Identical to node classification except: Linear(hidden, 1) instead of Linear(hidden, num_classes), and mse_loss instead of cross_entropy.

Concrete example: customer lifetime value prediction

A subscription business wants to predict 12-month customer lifetime value (CLV):

  • Customer nodes: features = [tenure_months, plan_tier, monthly_charge]
  • Order nodes: features = [amount, item_count, discount_applied]
  • Product nodes: features = [price, category, margin]
  • Edges: customer → order (placed), order → product (contains)
  • Target: total revenue from each customer over the next 12 months (continuous $)

After 2 SAGEConv layers, each customer's embedding captures:

  • Their own subscription level and tenure
  • Their purchasing patterns (average order value, frequency)
  • The products they buy (high-margin vs. low-margin, growing vs. declining categories)

The regression head predicts a dollar amount. The model learns that customers buying growing-category, high-margin products have higher CLV, even if their current spending is moderate.

Limitations and what comes next

  1. Target distribution: Enterprise regression targets (revenue, claim amounts) are often heavily right-skewed. Log-transforming targets before training and exponentiating predictions improves performance significantly.
  2. Temporal leakage: When predicting future values (next-quarter revenue), the graph must only include edges from before the prediction date. Future edges leak the answer. Temporal splits are essential.
  3. Uncertainty quantification: Point predictions (single values) are often insufficient for enterprise decision-making. Extending node regression to produce prediction intervals requires ensemble methods or probabilistic GNNs.
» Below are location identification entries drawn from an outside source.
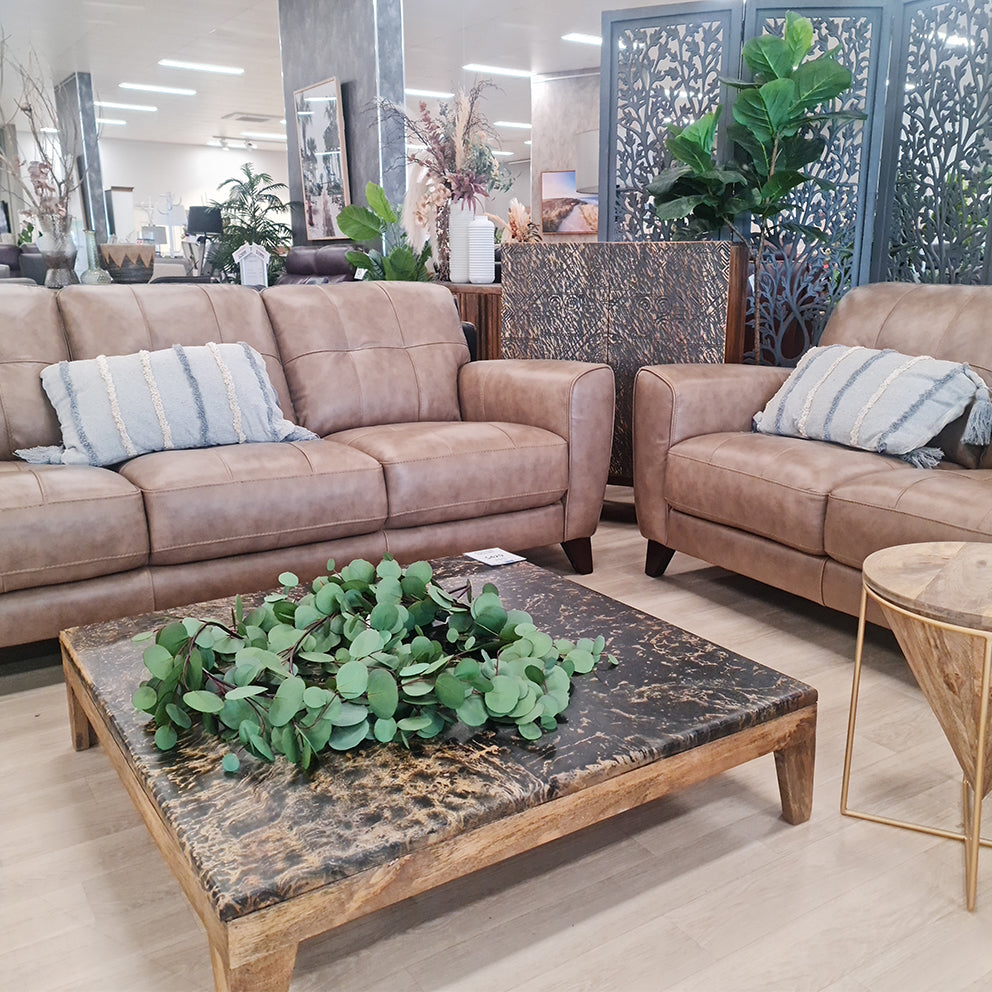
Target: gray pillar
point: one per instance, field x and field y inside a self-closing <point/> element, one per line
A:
<point x="360" y="42"/>
<point x="78" y="132"/>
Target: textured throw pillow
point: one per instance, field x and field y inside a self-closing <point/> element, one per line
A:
<point x="114" y="408"/>
<point x="878" y="401"/>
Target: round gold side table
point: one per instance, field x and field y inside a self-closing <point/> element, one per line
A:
<point x="937" y="598"/>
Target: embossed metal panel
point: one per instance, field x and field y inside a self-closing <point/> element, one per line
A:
<point x="659" y="65"/>
<point x="628" y="304"/>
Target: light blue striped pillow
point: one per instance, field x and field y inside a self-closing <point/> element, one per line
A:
<point x="878" y="400"/>
<point x="112" y="408"/>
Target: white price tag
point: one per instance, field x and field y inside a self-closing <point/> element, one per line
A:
<point x="494" y="556"/>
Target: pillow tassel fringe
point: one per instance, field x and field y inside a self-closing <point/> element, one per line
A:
<point x="978" y="430"/>
<point x="923" y="457"/>
<point x="42" y="455"/>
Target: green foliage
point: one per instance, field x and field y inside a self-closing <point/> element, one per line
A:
<point x="778" y="118"/>
<point x="369" y="653"/>
<point x="247" y="214"/>
<point x="379" y="223"/>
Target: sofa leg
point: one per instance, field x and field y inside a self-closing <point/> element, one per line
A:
<point x="579" y="554"/>
<point x="657" y="559"/>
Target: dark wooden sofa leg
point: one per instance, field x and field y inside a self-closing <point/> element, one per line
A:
<point x="657" y="559"/>
<point x="579" y="553"/>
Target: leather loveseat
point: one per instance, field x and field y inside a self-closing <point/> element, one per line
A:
<point x="421" y="453"/>
<point x="799" y="514"/>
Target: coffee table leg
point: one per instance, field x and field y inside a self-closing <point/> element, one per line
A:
<point x="82" y="731"/>
<point x="794" y="765"/>
<point x="271" y="973"/>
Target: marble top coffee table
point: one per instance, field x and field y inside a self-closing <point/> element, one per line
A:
<point x="273" y="856"/>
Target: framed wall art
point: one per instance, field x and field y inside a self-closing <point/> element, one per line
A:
<point x="565" y="211"/>
<point x="323" y="158"/>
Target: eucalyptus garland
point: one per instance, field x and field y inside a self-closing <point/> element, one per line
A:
<point x="369" y="653"/>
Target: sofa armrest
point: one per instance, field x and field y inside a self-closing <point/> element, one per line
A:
<point x="675" y="402"/>
<point x="574" y="400"/>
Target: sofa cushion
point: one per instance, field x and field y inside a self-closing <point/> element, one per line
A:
<point x="62" y="523"/>
<point x="37" y="340"/>
<point x="451" y="471"/>
<point x="772" y="486"/>
<point x="880" y="401"/>
<point x="122" y="320"/>
<point x="212" y="502"/>
<point x="363" y="353"/>
<point x="884" y="509"/>
<point x="116" y="408"/>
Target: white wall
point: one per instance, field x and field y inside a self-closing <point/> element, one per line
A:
<point x="189" y="172"/>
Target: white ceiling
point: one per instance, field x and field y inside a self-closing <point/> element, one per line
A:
<point x="122" y="41"/>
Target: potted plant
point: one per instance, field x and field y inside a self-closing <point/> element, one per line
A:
<point x="378" y="223"/>
<point x="777" y="132"/>
<point x="252" y="199"/>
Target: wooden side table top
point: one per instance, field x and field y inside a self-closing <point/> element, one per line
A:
<point x="949" y="581"/>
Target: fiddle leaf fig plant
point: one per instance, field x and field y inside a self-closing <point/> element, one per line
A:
<point x="777" y="132"/>
<point x="375" y="653"/>
<point x="378" y="223"/>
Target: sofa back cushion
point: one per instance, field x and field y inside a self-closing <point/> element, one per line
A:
<point x="32" y="338"/>
<point x="365" y="353"/>
<point x="123" y="320"/>
<point x="949" y="322"/>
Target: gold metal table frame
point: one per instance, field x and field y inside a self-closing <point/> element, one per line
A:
<point x="971" y="801"/>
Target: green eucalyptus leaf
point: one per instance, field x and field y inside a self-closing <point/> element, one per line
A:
<point x="203" y="701"/>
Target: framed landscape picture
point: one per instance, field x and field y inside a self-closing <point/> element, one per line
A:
<point x="565" y="211"/>
<point x="323" y="158"/>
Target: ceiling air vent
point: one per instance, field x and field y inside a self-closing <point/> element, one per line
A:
<point x="250" y="118"/>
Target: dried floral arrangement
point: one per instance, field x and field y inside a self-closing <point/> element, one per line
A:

Frequently asked questions

What is node regression?

Node regression is the task of predicting a continuous numerical value for each node in a graph. Like node classification, it uses message passing to aggregate neighborhood information, but the output is a real number (or vector of real numbers) per node rather than a class label. The model is trained with a regression loss (MSE or MAE) instead of cross-entropy.
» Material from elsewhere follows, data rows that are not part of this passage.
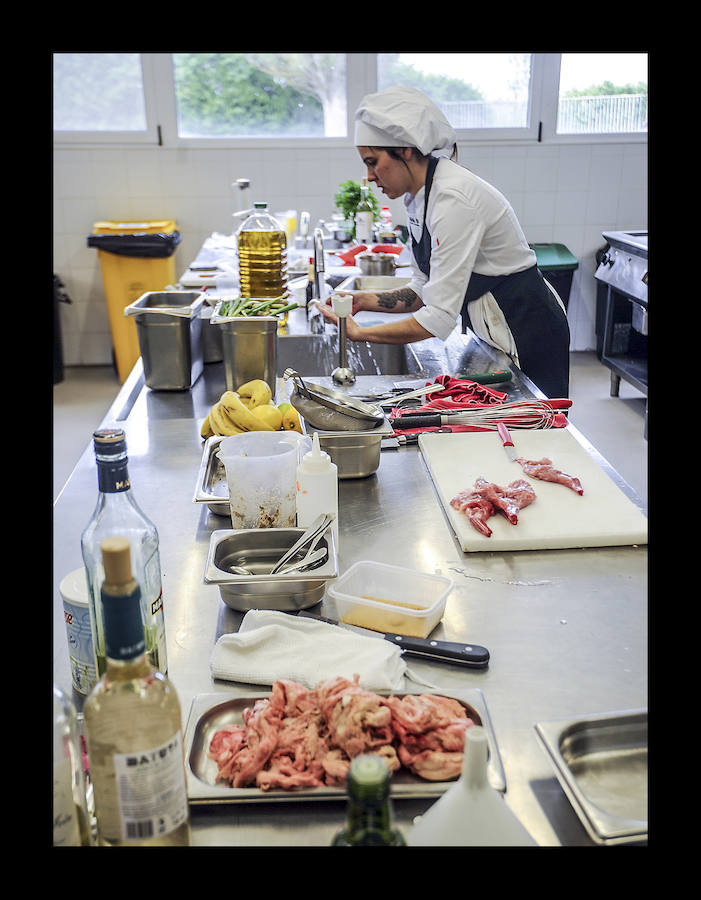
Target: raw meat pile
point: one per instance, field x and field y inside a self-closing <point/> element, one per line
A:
<point x="299" y="738"/>
<point x="543" y="469"/>
<point x="486" y="499"/>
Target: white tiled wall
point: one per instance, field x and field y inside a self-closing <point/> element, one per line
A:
<point x="561" y="193"/>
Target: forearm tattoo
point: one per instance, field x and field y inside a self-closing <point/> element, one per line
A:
<point x="390" y="299"/>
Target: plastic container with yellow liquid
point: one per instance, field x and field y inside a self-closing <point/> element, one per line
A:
<point x="262" y="251"/>
<point x="135" y="257"/>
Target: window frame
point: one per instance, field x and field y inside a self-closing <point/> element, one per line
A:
<point x="361" y="78"/>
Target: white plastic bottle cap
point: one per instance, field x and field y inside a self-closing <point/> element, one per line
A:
<point x="316" y="460"/>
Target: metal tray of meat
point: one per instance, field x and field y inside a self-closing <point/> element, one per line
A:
<point x="210" y="712"/>
<point x="601" y="764"/>
<point x="211" y="487"/>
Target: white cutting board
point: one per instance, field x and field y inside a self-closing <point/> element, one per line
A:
<point x="558" y="518"/>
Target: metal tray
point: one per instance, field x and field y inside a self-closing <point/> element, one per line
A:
<point x="601" y="764"/>
<point x="210" y="712"/>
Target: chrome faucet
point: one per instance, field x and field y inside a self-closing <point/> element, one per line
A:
<point x="319" y="267"/>
<point x="317" y="325"/>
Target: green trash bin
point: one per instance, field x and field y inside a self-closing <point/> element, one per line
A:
<point x="558" y="267"/>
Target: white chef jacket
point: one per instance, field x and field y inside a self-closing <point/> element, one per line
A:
<point x="473" y="228"/>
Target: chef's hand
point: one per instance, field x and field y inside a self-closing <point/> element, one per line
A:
<point x="353" y="330"/>
<point x="358" y="301"/>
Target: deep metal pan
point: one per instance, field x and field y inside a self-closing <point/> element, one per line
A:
<point x="350" y="411"/>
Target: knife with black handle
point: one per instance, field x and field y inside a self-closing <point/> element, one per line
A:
<point x="471" y="655"/>
<point x="442" y="651"/>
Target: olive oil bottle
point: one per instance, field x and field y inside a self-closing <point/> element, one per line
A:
<point x="262" y="251"/>
<point x="133" y="726"/>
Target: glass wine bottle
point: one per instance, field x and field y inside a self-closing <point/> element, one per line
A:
<point x="117" y="512"/>
<point x="133" y="726"/>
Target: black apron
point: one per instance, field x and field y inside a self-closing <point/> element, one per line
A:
<point x="535" y="318"/>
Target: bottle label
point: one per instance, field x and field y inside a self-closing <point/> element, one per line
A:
<point x="113" y="476"/>
<point x="151" y="790"/>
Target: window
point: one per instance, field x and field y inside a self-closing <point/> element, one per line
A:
<point x="243" y="95"/>
<point x="250" y="99"/>
<point x="474" y="90"/>
<point x="98" y="92"/>
<point x="602" y="93"/>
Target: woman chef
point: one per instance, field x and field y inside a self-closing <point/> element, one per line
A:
<point x="469" y="253"/>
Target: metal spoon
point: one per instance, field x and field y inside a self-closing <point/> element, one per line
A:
<point x="308" y="560"/>
<point x="317" y="528"/>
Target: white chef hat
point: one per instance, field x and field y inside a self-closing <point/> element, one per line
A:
<point x="402" y="117"/>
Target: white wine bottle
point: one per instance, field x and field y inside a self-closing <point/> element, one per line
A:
<point x="117" y="512"/>
<point x="71" y="816"/>
<point x="133" y="726"/>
What are enterprise examples of node regression?

Revenue forecasting (predicted next-quarter revenue per customer), credit score estimation (predicted default probability as a continuous score), demand prediction (predicted units sold per product), customer lifetime value (predicted total future spend), and risk scoring (continuous fraud probability per transaction). Any continuous-valued entity-level prediction on relational data maps to node regression.

How is node regression different from standard regression?

Standard regression uses each entity's own features. Node regression adds information from the entity's relational neighborhood. A product's demand prediction uses not just the product's attributes but also the purchasing patterns of its customers, the performance of competing products, and seasonal signals from the retail calendar, all captured through message passing on the relational graph.

What loss function is used for node regression?

Mean Squared Error (MSE) is the default. Mean Absolute Error (MAE) is more robust to outliers. Huber loss combines both: MSE for small errors, MAE for large errors. For enterprise tasks with skewed targets (revenue, claim amounts), log-transforming the target before training often improves performance.

Can I use the same GNN architecture for regression and classification?

Yes, the GNN encoder (message passing layers) is identical. Only the output head differs: use a linear layer with 1 output and MSE loss for regression instead of num_classes outputs with cross-entropy for classification. Everything else (architecture, hyperparameters, training procedure) is the same.